Naked and free, free to be damned in to hell by a chance vagrant to whom she had taken a fancy. Her father did not know her. Did not even know that she existed. Cared less. We will look after her said the head doctor.

[CHAPTER XII]

That cat is funny. I think she'd be a good one for the circus. When she's hungry she bites your legs. Then she jumps at you as much as to say: Carramba, give me something.

America needs the flamboyant to save her soul—said Vachel Lindsay to the indifferent mountains.

He might have added that America tries to satisfy this need in strange and often uncatalogued ways.

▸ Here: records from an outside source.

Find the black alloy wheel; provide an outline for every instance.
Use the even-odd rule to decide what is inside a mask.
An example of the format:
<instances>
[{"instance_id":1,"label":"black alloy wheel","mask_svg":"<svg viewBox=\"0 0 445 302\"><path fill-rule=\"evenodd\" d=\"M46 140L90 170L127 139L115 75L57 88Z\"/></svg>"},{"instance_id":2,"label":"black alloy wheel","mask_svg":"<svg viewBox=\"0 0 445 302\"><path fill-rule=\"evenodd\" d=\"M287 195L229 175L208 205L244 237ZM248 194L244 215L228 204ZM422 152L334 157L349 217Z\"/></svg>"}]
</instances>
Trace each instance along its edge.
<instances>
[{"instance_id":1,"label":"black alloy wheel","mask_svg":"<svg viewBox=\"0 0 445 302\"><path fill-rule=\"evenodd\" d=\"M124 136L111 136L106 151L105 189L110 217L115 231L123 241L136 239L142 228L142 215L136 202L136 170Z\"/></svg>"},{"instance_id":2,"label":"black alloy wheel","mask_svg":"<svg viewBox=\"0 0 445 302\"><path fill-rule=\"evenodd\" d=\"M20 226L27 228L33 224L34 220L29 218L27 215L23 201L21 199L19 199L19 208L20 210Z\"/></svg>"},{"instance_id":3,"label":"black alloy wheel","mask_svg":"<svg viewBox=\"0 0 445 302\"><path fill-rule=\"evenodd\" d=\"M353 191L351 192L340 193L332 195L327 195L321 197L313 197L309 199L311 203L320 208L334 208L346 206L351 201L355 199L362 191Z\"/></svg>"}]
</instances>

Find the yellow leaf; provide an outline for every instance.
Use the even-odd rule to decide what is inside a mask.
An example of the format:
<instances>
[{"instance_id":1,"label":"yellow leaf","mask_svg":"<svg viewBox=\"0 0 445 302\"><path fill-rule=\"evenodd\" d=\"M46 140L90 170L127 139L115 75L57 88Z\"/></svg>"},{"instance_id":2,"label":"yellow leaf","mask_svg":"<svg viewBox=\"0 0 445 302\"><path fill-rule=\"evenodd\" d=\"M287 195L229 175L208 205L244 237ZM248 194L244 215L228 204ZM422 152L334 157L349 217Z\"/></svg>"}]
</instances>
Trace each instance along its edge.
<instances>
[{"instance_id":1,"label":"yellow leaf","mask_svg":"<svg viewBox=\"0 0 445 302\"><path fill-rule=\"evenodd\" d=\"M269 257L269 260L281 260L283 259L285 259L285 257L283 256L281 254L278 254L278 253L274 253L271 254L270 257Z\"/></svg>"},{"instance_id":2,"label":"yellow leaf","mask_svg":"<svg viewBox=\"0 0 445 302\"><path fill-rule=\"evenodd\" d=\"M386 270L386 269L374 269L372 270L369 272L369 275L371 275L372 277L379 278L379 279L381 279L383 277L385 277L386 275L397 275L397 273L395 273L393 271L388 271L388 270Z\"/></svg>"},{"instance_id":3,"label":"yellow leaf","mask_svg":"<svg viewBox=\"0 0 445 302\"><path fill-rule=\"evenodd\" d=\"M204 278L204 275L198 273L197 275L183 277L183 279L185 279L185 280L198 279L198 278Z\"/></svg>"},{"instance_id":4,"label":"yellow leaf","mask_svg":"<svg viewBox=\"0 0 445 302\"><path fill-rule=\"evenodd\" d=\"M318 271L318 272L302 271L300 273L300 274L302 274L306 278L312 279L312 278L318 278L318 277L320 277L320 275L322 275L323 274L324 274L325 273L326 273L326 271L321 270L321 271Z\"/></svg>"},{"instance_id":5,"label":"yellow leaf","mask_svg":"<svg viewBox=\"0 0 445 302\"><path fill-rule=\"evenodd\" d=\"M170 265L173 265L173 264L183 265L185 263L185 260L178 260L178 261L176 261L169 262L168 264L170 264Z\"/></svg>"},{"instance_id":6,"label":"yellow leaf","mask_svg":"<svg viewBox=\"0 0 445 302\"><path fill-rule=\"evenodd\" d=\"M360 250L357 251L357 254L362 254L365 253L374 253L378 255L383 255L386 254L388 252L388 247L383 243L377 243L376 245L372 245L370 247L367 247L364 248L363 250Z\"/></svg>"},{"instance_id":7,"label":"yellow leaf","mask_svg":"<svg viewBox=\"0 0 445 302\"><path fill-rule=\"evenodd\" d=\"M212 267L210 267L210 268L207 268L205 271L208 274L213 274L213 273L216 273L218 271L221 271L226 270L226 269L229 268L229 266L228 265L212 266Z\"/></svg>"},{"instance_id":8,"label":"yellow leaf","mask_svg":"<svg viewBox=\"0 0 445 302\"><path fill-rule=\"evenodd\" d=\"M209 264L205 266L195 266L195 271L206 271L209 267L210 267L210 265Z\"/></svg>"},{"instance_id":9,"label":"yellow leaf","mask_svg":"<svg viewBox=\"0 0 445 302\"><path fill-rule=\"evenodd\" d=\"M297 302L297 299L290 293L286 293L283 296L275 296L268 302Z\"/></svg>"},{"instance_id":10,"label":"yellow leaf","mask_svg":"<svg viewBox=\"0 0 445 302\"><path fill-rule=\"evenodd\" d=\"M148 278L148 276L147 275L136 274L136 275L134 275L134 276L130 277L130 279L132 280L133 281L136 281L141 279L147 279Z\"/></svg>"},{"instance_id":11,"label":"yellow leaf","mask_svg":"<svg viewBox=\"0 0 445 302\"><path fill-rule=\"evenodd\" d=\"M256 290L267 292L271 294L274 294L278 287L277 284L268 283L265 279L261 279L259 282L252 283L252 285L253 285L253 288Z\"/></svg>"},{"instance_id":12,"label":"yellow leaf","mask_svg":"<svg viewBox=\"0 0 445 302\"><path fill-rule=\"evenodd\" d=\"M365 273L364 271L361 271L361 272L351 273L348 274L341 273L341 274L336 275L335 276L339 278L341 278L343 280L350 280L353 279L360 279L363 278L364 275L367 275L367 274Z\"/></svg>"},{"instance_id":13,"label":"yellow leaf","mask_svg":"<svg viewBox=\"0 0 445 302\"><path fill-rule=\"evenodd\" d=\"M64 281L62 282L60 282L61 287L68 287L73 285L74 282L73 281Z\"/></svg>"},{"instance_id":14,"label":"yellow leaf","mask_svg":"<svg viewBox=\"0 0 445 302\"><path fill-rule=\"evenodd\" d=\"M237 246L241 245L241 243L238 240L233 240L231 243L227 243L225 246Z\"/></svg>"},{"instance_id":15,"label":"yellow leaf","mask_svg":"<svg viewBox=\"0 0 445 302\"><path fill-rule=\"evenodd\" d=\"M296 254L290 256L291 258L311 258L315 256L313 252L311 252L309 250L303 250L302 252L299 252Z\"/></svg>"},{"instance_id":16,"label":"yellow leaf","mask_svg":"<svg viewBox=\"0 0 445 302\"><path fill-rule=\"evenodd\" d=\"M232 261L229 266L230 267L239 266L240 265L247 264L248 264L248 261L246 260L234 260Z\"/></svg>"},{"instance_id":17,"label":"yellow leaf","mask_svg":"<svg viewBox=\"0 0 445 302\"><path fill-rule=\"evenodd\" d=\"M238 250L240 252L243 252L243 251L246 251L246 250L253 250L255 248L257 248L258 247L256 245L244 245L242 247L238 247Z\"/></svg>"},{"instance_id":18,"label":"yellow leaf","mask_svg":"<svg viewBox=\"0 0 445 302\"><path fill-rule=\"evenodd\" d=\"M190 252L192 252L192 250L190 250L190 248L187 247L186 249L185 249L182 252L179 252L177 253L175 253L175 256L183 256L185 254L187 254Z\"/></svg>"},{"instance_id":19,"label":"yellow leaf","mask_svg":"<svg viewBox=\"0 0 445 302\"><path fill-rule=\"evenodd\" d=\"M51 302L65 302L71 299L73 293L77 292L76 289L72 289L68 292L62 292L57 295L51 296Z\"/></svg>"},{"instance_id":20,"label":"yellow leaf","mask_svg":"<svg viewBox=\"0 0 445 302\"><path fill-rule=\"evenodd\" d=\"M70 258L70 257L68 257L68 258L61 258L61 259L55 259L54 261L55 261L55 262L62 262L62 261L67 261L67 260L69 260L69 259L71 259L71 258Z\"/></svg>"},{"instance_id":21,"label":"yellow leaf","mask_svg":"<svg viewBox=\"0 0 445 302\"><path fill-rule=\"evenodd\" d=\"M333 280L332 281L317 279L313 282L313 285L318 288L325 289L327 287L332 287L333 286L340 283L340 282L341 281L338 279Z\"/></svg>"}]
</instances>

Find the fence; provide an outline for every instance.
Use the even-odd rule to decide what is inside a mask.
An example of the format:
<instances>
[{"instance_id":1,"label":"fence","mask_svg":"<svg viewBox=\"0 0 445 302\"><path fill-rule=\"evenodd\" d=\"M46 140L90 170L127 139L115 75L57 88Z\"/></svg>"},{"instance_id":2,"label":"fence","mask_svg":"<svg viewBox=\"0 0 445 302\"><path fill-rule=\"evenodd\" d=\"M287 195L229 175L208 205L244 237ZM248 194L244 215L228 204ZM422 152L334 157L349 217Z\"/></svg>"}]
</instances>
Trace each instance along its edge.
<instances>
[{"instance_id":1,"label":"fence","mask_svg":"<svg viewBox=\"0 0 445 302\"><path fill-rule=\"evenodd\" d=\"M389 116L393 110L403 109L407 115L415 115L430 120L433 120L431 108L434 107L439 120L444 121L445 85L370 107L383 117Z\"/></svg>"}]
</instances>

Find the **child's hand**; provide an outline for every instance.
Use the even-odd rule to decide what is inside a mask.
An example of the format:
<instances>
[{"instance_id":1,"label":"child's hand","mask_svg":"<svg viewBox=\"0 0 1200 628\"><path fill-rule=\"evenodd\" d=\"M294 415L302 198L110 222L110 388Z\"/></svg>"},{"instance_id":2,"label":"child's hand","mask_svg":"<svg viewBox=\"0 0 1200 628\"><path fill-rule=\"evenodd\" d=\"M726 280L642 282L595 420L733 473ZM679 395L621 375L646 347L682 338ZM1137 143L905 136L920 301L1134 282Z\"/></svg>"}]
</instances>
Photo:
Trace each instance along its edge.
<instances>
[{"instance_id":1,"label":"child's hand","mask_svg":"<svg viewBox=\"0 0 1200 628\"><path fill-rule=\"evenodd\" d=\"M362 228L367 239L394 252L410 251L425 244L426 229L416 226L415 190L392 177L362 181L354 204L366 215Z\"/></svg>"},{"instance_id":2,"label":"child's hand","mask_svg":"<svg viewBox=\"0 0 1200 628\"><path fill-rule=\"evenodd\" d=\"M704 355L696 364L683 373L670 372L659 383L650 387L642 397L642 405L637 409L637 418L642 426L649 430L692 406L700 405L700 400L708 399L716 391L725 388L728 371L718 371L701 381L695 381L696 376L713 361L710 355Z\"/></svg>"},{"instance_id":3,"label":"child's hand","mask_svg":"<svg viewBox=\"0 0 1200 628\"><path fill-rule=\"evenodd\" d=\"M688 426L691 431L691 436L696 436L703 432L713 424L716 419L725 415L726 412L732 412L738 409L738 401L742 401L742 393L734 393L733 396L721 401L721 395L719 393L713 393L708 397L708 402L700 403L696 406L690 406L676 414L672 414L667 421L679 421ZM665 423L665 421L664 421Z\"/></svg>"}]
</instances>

America, living an exemplary three-meals-a-day-and-bed-time life in a wall-papered home, goes now and then en masse, by Gosh, to the circus to see men, women and animals perform exquisite and impossible feats or daring. What could be more flamboyant than the trapeze-performer hurtling through the air, the tiger leaping through man-made hoops, or the elephant poising his mighty bulk on his two forelegs lifted to the top of bottles? What more flamboyant than the painted clown, timeless type of the race, laughing that he may not weep, grinning through a thousand tragic jests while little human beings perform their miraculous tricks around him?

Jazz, the Follies, the flapper in orange and green gown and war-paint of rouge—impossible frenzies of color in a world that refuses to be drab. Even the movies, devoid as they are of color in the physical sense, are gaudy in the imaginations of the people who watch them; gaudy with exaggerated romance, exaggerated comedy, exaggerated splendor or grotesqueness or passion. Human souls who are not living impassioned lives, not creating romance and splendor and grotesqueness—phases of beauty's infinite variety—such people wistfully try to find these things outside themselves; a futile, often a destructive quest.